No goodbyes for you, he said, because we’ll be together soon. I’ll see you on the other side.

A knock sounded on her door. Arturo entered with Francesca’s youngest daughter, who was about nine years old, carrying a glass of wine and a plate of bread, ricotta, and tomato slices drizzled with oil and salt. Leda had not seen fresh tomatoes in two weeks. She could have wept. The girl saw the expression on Leda’s face and hurried to set the plate down on the table.

Arturo stood with his hands clasped in front of him. “Do you mind a little company?”

“No,” Leda said, although she did. “Please sit down.”

Arturo sat in the chair across from her. The young girl stood, hovering awkwardly. Leda understood her predicament: she couldn’t leave a young widow alone with a man in her room. There was no third chair at the table. Leda gestured toward her trunk. “Please,” she said. “You too.”

The girl smiled gratefully and perched on the trunk, a few paces from the table. She was really a wisp of a thing. She had a delicate face that seemed perpetually startled.

Arturo looked uncomfortable. “Please, eat, don’t let me stop you.”

“I’m not hungry.”

“You have to keep your strength up.”

She looked down at her plate. The tomato was beautiful, red and damp with its own juice. She wanted to stroke it with her forefinger. But she could not imagine eating.
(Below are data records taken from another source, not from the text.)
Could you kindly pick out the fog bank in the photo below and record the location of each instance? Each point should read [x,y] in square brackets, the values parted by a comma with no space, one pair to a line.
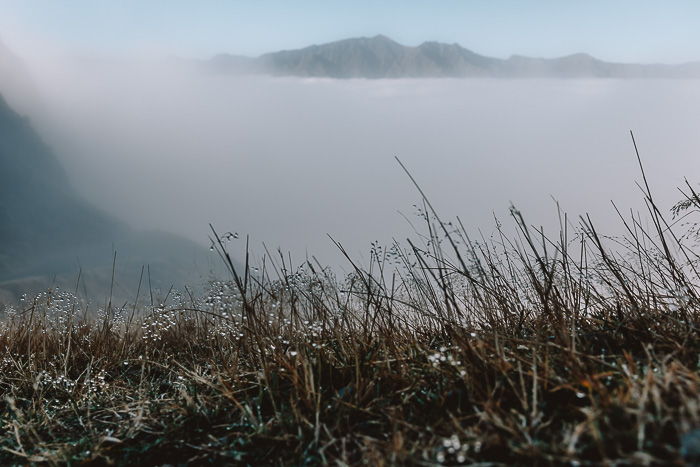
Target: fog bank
[289,161]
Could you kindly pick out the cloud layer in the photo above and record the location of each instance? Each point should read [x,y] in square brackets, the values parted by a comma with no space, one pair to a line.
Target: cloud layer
[289,161]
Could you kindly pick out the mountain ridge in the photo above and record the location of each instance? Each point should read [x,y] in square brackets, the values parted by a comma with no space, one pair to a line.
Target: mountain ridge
[380,57]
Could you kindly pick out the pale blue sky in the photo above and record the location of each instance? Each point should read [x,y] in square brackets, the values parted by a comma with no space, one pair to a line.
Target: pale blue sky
[622,30]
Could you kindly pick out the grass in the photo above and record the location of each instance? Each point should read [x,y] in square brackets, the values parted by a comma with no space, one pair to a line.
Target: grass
[521,350]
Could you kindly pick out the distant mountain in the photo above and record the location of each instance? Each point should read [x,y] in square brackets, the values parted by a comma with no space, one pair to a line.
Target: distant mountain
[48,233]
[380,58]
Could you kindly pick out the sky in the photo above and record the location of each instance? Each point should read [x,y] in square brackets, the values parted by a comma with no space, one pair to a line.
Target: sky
[290,161]
[620,30]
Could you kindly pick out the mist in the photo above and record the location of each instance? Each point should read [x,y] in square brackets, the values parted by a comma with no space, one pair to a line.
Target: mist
[290,161]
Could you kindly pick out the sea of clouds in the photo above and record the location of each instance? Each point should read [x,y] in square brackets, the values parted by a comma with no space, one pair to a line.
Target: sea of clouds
[290,161]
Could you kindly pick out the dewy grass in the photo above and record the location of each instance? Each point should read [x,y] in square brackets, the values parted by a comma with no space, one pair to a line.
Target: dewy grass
[518,351]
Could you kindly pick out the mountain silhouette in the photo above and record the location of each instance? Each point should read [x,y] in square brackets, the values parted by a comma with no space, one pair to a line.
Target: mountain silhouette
[49,235]
[382,58]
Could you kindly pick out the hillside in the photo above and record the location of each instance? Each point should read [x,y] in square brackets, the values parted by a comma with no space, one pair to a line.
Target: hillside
[48,233]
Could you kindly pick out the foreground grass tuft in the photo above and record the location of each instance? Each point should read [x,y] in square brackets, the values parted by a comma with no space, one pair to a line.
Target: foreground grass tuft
[520,351]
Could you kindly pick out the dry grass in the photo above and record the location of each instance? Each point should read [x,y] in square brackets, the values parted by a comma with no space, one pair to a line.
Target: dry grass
[520,351]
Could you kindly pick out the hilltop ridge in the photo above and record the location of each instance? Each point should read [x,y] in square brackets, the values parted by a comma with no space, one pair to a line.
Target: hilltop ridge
[380,57]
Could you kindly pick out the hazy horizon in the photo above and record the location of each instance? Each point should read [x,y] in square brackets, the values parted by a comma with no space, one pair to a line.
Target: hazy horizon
[290,160]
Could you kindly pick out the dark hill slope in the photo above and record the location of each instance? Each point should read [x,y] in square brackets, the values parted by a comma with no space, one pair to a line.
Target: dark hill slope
[48,233]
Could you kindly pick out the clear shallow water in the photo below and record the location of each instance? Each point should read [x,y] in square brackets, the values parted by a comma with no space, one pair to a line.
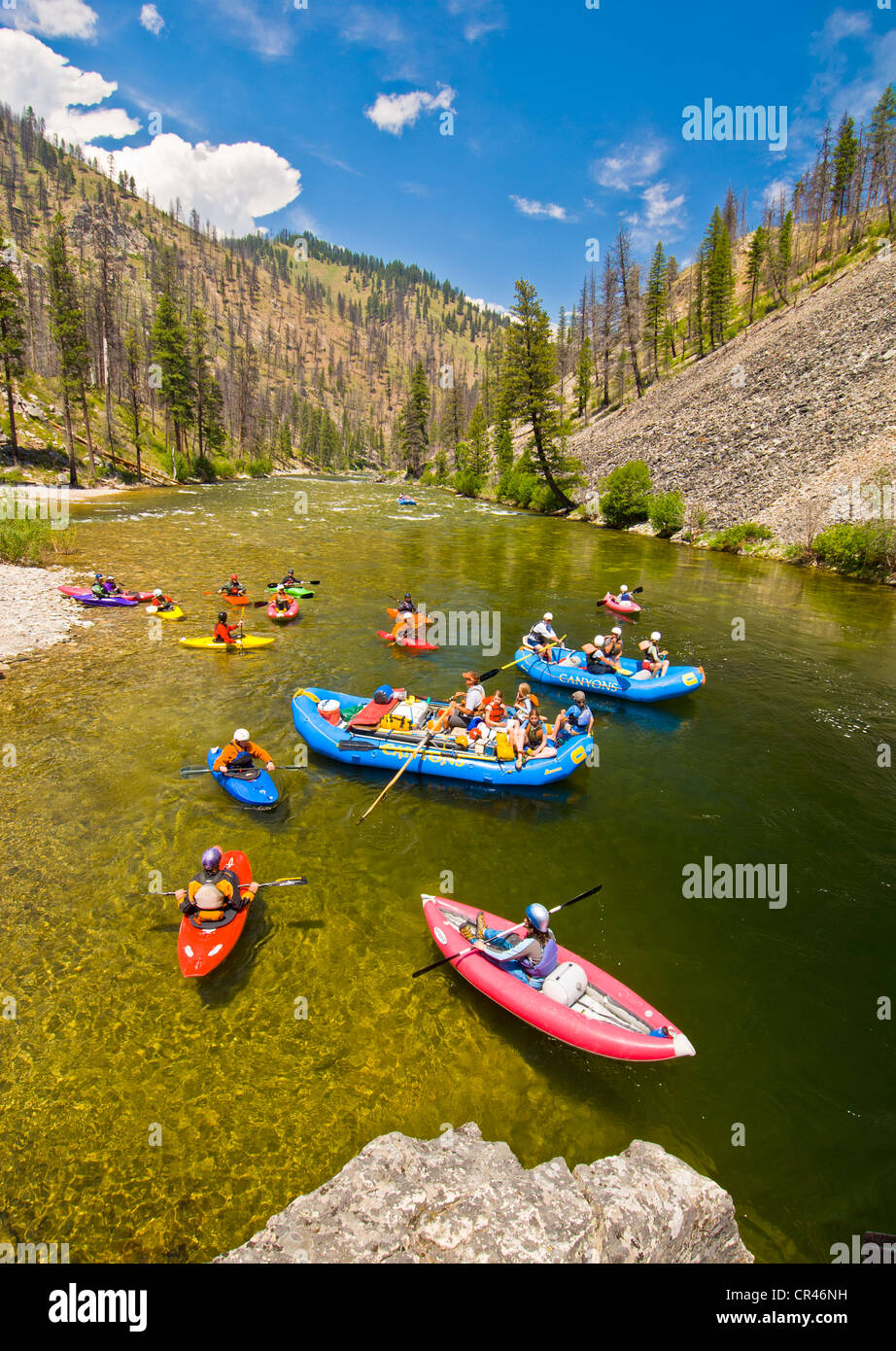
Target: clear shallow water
[775,761]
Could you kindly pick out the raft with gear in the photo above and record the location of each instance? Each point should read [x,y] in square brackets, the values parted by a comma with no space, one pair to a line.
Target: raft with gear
[577,1004]
[384,735]
[203,945]
[634,684]
[249,786]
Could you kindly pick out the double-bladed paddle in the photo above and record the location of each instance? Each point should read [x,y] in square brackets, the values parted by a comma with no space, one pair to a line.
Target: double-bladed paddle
[459,956]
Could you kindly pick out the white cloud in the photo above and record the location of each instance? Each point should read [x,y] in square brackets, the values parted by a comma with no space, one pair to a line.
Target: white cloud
[630,168]
[228,186]
[152,19]
[394,113]
[540,210]
[52,17]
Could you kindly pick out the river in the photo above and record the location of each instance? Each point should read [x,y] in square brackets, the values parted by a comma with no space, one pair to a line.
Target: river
[149,1118]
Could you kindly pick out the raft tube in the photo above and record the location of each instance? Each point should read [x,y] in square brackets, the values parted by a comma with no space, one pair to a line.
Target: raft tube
[678,679]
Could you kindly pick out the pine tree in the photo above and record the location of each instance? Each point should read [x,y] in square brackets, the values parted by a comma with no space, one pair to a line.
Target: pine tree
[11,342]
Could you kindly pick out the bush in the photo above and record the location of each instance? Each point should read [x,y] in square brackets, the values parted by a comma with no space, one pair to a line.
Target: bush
[625,495]
[667,513]
[861,550]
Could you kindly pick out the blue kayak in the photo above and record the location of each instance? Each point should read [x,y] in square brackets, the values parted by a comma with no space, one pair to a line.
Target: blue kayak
[678,679]
[252,788]
[443,758]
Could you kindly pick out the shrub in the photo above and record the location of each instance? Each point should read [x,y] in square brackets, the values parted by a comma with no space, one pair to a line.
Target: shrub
[667,513]
[625,495]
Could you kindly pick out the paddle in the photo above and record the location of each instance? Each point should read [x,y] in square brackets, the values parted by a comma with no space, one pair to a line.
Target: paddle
[459,956]
[281,881]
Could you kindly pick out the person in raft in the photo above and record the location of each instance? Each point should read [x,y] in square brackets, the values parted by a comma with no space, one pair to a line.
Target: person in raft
[232,586]
[654,660]
[532,959]
[540,637]
[224,631]
[241,754]
[213,889]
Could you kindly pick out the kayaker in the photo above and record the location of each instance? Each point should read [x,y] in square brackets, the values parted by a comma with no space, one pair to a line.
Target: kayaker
[654,660]
[532,959]
[232,586]
[224,630]
[540,637]
[241,752]
[213,889]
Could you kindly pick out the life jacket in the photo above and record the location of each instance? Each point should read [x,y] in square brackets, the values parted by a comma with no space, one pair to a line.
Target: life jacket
[547,960]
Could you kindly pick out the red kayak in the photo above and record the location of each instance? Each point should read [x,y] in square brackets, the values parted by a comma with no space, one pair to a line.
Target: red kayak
[622,606]
[578,1004]
[283,616]
[412,644]
[201,946]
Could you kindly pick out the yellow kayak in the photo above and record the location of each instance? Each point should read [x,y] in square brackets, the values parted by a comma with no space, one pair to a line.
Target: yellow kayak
[210,644]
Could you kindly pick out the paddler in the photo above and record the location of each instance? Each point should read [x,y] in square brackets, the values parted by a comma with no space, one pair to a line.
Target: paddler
[540,637]
[241,752]
[224,630]
[232,586]
[213,889]
[532,959]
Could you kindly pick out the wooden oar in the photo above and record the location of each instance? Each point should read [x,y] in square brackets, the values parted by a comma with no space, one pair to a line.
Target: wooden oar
[459,956]
[414,755]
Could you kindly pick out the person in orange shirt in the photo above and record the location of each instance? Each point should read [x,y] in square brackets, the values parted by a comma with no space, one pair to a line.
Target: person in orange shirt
[241,754]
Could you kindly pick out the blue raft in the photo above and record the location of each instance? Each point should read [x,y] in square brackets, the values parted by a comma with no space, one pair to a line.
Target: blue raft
[678,679]
[256,789]
[443,759]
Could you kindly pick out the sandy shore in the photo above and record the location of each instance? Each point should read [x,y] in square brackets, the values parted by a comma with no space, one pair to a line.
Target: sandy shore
[34,612]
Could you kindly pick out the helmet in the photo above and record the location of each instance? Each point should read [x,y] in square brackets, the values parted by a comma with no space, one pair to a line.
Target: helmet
[208,897]
[538,917]
[211,859]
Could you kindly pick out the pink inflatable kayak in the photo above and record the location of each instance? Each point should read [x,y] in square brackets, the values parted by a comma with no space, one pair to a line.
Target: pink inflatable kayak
[605,1018]
[622,606]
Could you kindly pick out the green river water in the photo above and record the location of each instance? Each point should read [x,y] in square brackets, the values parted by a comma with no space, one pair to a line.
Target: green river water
[775,761]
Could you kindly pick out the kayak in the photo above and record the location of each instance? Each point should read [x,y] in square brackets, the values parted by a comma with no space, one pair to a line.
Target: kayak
[201,948]
[210,644]
[297,592]
[249,788]
[603,1015]
[414,644]
[359,740]
[104,600]
[634,684]
[622,606]
[283,616]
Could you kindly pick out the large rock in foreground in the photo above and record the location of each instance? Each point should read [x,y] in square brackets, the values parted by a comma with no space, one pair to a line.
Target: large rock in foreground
[463,1198]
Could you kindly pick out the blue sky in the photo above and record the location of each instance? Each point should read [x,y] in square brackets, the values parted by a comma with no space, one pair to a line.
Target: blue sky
[563,118]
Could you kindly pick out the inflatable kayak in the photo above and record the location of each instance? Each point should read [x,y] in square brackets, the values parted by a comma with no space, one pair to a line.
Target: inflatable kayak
[578,1004]
[203,946]
[634,684]
[296,592]
[210,644]
[622,606]
[250,788]
[356,737]
[286,615]
[414,644]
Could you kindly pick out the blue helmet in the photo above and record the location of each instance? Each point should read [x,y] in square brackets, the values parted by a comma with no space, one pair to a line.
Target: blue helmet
[538,917]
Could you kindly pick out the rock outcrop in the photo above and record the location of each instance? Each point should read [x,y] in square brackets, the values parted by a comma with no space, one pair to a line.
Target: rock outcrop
[463,1198]
[777,425]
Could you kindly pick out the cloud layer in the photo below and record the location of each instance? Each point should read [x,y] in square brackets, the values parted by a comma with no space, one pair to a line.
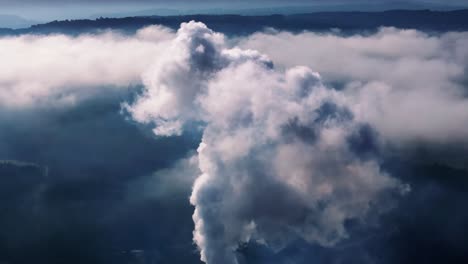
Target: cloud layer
[60,69]
[409,85]
[275,158]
The three of them sat in silence, enfolded by the sounds through the wall, voices, steps, a woman’s complaint, a man’s whistle.

Finally, Arturo said, “Dante.”

She looked at him. He was younger than she’d realized, twenty at most.

“Maybe you’d rather not hear about it until later, until you’ve had a chance to rest.”

Her mouth suddenly tasted sour, but she said, “No. Please tell me.”

“He was murdered in cold blood.”

She felt the breath trap in her lungs. Her cousin had been an idiot. He’d argued with the wrong man in a bar. He’d gambled away his money to a ruthless man, like his own father might do, digging the hole for his own coffin. Or else he’d walked down a dangerous street and been killed by strangers for the change in his pockets, as she had heard could happen to men in large cities like this one, and like Naples. The blacksmith of Alazzano had a great-uncle who’d bled to death right in the heart of the Neapolitan Spanish Quarter, stripped of his coins, his hat, his shoes, his wedding band, and the gold fillings of his teeth along with the teeth themselves. That is why, the blacksmith used to say, you should never be seduced by the city.

“He died bravely,” Arturo said, more forcibly. “Fighting for the liberation of all workers.”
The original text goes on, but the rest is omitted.